L'inquisitore si sta confrontando con chi ritiene che sia l'Anticristo (siamo in Seviglia, sec. XVI), ma scopre (o meglio, sa, sapeva già) che in realtà l'ennesimo eretico di fronte a lui "è Gesù, il Cristo, che muore, il suo annuncio". Colui che l'inquisitore sta per condannare al rogo è quindi il vero Cristo: con lui sta per condannare il vero Gesù e il suo annuncio (in senso lato, la Bibbia, il messaggio degli apostoli). Lui, l'Inquisitore, lo deve comunque condannare (ecco il nesso tra politica e religione): altrimenti la sua funzione (ovvero, in senso allegorico, il ruolo della Chiesa) decade per sempre, si conclude, in quanto la Fine dei tempi si compie, la scatologia si avvera. Cacciari aggiunge: "è lui che, anzi, l'inquisitore, nella sua infelicità, vorrebbe mai fosse stato", ovvero, l'inquisitore (in quanto massimo rappresentante dell'inquisizione) avrebbe voluto non sapere ciò che sa (perciò infelice), ovvero, avrebbe voluto che il vero Cristo "mai fosse stato" di fronte a lui, proprio al suo cospetto, ovvero di fronte al suo potere in quanto giudice. Si tratta di un potere che, secondo dottrina, è stato compiuto, si compie e si deve compiere in nome del Signore (quale?) fino alla sua venuta. Si noti il fino paradosso! 

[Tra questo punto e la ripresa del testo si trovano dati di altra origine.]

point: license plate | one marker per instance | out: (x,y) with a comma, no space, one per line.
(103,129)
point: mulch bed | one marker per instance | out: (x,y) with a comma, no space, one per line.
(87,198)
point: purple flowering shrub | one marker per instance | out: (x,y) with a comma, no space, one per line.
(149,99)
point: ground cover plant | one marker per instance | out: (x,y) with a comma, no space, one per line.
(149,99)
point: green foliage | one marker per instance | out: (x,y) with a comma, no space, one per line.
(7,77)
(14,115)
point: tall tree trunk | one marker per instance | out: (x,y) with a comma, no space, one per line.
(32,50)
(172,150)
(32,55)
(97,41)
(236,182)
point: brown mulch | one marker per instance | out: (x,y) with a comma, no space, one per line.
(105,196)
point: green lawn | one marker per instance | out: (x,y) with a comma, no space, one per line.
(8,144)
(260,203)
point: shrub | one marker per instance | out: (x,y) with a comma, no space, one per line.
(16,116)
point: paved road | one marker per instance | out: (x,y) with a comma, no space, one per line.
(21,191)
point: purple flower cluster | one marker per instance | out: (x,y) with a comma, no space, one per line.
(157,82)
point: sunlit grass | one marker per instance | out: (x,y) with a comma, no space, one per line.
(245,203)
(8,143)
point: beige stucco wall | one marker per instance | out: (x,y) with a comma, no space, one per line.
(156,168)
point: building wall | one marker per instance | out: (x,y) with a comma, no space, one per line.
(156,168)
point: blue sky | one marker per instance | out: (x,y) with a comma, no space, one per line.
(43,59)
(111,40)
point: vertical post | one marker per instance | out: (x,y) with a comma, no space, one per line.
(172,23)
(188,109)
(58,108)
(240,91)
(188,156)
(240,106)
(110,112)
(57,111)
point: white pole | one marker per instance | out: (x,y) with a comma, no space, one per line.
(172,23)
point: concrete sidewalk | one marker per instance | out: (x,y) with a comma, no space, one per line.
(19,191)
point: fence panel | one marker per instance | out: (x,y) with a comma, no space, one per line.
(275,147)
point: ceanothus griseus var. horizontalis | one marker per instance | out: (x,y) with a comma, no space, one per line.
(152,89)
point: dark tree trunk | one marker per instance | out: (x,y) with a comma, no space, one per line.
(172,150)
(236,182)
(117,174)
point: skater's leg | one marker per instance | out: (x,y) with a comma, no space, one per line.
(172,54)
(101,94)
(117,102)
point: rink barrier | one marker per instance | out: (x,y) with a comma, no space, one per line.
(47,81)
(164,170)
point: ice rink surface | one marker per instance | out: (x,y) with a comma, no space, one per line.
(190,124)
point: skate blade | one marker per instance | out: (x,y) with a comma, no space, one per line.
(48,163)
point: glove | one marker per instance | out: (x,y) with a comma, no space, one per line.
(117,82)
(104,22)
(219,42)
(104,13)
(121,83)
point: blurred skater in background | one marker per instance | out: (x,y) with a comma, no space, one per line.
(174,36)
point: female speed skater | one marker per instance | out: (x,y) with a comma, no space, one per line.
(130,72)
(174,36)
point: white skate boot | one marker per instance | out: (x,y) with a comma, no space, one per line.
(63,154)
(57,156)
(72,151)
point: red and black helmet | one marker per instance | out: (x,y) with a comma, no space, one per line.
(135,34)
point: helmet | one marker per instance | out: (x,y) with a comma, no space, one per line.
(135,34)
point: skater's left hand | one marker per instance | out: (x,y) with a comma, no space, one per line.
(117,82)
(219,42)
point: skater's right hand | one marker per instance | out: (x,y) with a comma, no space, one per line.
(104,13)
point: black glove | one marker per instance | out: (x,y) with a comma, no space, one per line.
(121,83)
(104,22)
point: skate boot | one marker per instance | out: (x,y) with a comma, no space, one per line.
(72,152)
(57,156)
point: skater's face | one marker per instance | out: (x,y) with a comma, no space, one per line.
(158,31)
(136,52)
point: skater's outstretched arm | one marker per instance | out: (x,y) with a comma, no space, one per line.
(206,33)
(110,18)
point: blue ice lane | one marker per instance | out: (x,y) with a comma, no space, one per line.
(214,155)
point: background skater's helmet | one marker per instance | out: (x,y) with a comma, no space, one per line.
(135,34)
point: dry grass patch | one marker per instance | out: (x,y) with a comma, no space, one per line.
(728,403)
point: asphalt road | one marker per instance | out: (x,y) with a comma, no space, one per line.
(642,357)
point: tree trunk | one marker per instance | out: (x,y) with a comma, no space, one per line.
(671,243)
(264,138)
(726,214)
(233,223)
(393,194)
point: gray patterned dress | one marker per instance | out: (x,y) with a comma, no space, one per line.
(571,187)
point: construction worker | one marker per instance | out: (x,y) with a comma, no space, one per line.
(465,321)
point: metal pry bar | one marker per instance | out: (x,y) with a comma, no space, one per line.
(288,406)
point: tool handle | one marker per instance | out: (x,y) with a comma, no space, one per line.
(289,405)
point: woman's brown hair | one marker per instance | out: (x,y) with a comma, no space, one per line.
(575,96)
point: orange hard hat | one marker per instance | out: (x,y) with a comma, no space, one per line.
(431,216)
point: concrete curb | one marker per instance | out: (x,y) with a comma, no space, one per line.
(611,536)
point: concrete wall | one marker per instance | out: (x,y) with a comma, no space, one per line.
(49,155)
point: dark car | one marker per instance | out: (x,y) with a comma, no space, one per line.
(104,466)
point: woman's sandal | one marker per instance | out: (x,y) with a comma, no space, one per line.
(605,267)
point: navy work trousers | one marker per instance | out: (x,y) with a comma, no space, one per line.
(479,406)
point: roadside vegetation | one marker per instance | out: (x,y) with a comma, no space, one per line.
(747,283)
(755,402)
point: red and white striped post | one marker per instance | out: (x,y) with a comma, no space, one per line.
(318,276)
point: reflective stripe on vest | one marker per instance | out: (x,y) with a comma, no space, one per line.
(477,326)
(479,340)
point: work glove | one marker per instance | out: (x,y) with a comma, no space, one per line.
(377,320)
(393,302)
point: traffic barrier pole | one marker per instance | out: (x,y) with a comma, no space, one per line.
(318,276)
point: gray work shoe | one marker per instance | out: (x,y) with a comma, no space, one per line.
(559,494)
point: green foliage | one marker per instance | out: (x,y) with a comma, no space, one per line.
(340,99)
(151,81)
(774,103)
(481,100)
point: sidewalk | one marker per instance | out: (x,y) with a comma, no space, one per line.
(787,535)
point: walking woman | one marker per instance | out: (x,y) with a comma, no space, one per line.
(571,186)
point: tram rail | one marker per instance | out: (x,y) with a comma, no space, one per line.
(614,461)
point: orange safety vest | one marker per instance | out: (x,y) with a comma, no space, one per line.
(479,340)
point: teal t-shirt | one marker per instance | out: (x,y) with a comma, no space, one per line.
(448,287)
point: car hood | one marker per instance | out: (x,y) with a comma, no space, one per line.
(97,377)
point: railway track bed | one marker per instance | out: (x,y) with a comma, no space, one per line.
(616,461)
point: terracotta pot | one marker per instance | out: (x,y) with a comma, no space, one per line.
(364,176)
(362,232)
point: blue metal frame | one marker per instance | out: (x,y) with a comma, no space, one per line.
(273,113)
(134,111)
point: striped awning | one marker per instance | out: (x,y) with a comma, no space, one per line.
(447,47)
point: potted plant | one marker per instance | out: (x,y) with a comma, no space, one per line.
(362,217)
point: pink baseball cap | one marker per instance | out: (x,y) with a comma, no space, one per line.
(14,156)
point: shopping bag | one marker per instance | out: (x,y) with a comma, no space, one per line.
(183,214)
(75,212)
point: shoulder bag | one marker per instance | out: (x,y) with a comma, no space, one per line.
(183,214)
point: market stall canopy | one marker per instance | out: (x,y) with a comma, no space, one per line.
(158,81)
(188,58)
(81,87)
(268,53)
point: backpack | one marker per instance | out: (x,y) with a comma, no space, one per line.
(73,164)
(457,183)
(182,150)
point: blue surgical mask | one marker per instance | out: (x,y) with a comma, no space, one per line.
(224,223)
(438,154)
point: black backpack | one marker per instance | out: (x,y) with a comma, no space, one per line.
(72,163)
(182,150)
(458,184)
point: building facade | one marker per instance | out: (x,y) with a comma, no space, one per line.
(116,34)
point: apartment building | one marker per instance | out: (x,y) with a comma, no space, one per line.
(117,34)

Quindi (senza i dui punti): 

Es Jesús, el Cristo, el que muere, su anuncio - es él quien, antes bien,  el Inquisidor, en su infelicidad, no hubiera querido jamás que haya sido.





PS * Un buon riassunto alla mano sull'argomento: Merio Scattola, Teologia politica, il Mulino, Bologna, 2007. 
   ** Cfr. Carl Schmitt, politische Theologie I e II, anche i suoi "dialoghi sul potere" (in tedesco GüM).


----------